WASHINGTON, D.C. — Lawmakers are pushing for a faster resolution of Takata's airbag crisis, the largest auto safety recall in U.S. history, but a Congressional hearing on Tuesday revealed it may take years to fix the problem in nearly 34 million vehicles.
Takata and the National Highway Traffic Safety Administration (NHTSA) faced criticism for creating "considerable confusion for the public."
"You don't need to be a rocket scientist to see that more needs to be done and that it should have been done sooner," said Rep. Fred Upton (R-MI). "When lives are put in jeopardy, delay is deadly."
The defective Takata airbags have been linked to at least six deaths worldwide and at least 100 injuries.
The search is still on for the root cause of the problem, although NHTSA said the root cause may never be found. The Takata airbag recall affects an estimated 13 percent of cars on the road in the U.S., according to a House panel.
Takata said it has supplied dealers with over 4 million replacement kits since January 2014, which leaves about 30 million to build. Legislators noted it could take up to three years to provide parts and service to all affected vehicles. Some previously repaired vehicles may need a second repair.
Also, not all affected automakers have provided federal safety regulators with information on which vehicles are included in the recall, leaving consumers scrambling for answers.
Seven of 11 automakers have given the NHTSA information on 30.4 million vehicles, but it is still unclear how many Vehicle Identification Numbers are on the NHTSA Web site.
NHTSA Administrator Mark Rosekind said complete information should be available within the next two weeks, "if not sooner."
He is advising consumers to check the NHTSA Web site on a weekly basis to see if their vehicle is included in the recall or is being called back for a second repair.
"The driving public should continue checking VINs against the NHTSA database, including vehicles that have been previously recalled," Rosekind said.
"Some of these [repairs] may not be a lifelong fix," Rosekind said. "Your dealer should be able to tell you if they have a fix that is long term or if it's an interim remedy.
There are over 10 different configurations of the affected airbags, making the situation complicated, he added. Federal safety regulators are still in the process of testing the adequacy of the remedies and coordinating the search for a cause.

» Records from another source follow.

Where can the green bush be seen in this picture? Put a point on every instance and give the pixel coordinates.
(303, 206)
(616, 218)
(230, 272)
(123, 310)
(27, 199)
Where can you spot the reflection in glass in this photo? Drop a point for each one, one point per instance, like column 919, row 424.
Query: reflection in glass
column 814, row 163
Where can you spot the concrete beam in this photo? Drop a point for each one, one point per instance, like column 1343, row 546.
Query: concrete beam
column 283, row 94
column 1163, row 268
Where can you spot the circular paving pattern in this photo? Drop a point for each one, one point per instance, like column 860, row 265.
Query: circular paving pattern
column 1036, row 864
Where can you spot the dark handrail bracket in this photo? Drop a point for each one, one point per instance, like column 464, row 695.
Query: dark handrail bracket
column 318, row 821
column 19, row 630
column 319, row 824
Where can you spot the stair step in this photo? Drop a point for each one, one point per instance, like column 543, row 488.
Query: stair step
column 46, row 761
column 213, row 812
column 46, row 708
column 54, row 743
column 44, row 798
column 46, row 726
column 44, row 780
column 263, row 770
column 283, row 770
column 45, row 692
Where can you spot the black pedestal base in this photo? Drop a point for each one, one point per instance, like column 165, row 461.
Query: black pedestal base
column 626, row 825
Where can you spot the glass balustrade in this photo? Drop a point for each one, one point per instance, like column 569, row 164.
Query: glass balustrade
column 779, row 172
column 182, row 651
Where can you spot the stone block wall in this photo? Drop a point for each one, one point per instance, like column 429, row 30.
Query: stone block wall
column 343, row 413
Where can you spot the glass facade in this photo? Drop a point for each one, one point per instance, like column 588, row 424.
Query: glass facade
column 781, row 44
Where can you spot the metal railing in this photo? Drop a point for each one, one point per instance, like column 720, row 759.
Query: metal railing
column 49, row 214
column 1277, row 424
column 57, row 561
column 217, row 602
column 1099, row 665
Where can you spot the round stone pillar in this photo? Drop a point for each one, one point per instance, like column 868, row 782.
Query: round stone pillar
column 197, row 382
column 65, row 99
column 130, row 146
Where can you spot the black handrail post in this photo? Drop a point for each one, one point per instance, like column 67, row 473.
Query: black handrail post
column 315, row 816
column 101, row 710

A public hearing this fall by NHTSA is expected to shed more light on the situation.
In the meantime, a Takata executive told Congress the Japanese supplier will reduce the use of the controversial airbag chemical ammonium nitrate.
Kevin M. Kennedy, a Takata executive vice president, said he expects the company's use of ammonium nitrate will "decline rapidly."
When asked how can Takata assure consumers that a second replacement will be effective, Kennedy replied: "On most of the replacement parts, they will be later designs or from our competitors."
The answers did not seem to please lawmakers.
"The messaging around these airbag recalls has been tortured at best," Upton said.
Rep. Markwayne Mullin (R-OK) told Kennedy: "We don't seem to be getting the answers. There's no excuse. Zero. Maybe we're looking to hear you say 'We screwed up.'"
Edmunds says: Consumers need to keep checking NHTSA's VIN Lookup Tool for the latest information. They should also stay in close touch with their dealers as this situation continues to unfold.